古竜は、レオンたちを『餌』として追い詰めるが、クロノの指示で、イージスとアステラが動いた。


「イージス。古竜を殺さずに、『盾』でレオンたちから引き離せ!」


「御意に、マスター!」 イージスは、隠し通路から地上に飛び降り、純白の肌着姿のまま、古竜の巨体に体当たりした。彼女の絶対の守護結界は、古竜の咆哮すら無力化する。


「アステラ!レオンたちを、彼らの武器と魔力回路だけを破壊し、無力化せよ!」


「フフフ、流星剣の斬撃で、愚か者の希望を全て絶ちます!」 アステラは、トレーニングウェア姿で、一瞬のうちにレオン、セレス、リアの武器を破壊し、魔力回路を断ち切った。


ギルドのモニターは、純粋な裸身で古竜を抑え込む幼い少女イージスと、露出度の高い服装で超高速の剣技を披露する美少女アステラ、そして、絶望に顔を歪ませるレオンたちの映像を、鮮明に王都中に流し続けた。


クロノは、無力化されたレオンたちの前に降り立ち、静かに見下ろした。


「レオン。君たちの『役割』は、もう終わった。僕の『雑用』と『知識』、そして僕の英霊たちの『献身』の前で、君たちの存在価値はゼロだ」


クロノは、リリに指示を出す。 「リリ。古竜の巣の依頼完了と、彼らを『王都の英雄の足を引っ張った犯罪者』として王都に引き渡す手配を」


「マスター、最高の『ざまぁ』です」


王都へ帰還後、報酬と共に、レオン、セレス、リアは、『英雄クロノへの暗殺未遂』と『騎士団の依頼妨害』の罪で投獄された。
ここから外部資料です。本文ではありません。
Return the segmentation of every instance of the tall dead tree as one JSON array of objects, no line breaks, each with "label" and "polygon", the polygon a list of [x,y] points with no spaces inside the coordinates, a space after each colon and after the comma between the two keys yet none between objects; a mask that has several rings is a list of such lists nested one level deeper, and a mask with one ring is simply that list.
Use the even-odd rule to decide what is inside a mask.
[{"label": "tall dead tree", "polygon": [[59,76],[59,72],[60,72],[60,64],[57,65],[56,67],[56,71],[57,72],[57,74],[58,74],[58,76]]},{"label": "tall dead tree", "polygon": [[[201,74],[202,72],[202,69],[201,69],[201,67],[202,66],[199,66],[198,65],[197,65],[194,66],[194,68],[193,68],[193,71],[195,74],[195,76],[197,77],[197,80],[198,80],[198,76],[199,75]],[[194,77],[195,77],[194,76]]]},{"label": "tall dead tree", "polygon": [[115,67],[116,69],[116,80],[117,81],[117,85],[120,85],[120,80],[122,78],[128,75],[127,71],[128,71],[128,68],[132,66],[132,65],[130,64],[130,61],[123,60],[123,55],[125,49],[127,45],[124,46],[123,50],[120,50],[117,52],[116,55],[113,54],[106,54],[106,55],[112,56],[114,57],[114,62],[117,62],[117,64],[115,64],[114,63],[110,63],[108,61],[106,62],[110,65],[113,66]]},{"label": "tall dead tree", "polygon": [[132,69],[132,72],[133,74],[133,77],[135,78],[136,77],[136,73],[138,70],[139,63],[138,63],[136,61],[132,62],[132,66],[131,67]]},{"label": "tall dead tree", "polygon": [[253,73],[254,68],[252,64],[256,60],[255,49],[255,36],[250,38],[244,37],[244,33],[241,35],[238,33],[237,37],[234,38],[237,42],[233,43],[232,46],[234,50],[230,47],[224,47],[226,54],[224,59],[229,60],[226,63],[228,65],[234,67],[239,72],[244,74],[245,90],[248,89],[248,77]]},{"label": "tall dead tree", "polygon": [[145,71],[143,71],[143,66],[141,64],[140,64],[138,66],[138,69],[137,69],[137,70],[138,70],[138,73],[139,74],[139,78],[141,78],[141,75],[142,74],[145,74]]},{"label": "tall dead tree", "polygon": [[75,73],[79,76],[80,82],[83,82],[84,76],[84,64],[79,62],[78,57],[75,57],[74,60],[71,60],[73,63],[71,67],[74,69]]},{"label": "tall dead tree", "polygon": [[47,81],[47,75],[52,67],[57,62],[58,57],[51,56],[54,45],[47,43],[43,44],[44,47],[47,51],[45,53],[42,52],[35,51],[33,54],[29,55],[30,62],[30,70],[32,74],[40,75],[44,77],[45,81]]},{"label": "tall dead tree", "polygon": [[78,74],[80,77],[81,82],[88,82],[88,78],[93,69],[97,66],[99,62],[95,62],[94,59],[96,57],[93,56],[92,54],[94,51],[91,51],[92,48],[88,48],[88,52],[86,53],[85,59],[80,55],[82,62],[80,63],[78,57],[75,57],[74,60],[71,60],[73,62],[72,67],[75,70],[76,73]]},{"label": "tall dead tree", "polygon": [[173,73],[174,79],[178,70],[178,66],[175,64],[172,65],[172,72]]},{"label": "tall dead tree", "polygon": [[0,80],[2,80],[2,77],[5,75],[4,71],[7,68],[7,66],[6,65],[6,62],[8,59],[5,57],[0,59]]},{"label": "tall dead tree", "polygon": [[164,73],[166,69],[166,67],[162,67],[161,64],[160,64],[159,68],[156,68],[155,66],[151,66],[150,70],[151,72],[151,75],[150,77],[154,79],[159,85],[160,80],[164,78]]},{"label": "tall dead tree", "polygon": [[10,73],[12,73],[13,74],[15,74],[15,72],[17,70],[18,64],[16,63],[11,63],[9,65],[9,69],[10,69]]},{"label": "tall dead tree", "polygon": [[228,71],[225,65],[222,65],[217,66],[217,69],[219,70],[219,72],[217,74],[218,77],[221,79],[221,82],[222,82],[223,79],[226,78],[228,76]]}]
彼らの冒険者としての地位は永遠に剥奪され、その醜態は王都の恥として語り継がれることになった。


魔改造要塞へ戻ったクロノを、四人の英霊たちが一斉に囲んだ。


「マスター!私の『盾の役割』は、マスターへの愛の証明!今夜も、マスターの生命力を私の身体で感じ取りながら、守護させてください!」イージスは、クロノの首に抱きついたまま離れない。


「マスター!我が剣を振るう最高の喜びを、この身体で味わってください!」アステラは、訓練の成果を確かめるように、クロノの胸にしなやかな体躯を押し付ける。


クロノは、英霊たちの熱狂的な愛と献身に包まれたまま、勝利の喜びと、レオンたちへの甘い復讐の達成感を噛み締めた。


「レオン。僕を追放した罰だ。君たちの全てを失うことになったね」


最強の美少女英霊ハーレムを率いたクロノ・アークライトの、英雄としての成り上がりは、今、王都の頂点に立った。そして、彼の次の目標は、英霊たちと共に、この世界の真実を解き明かすことだった。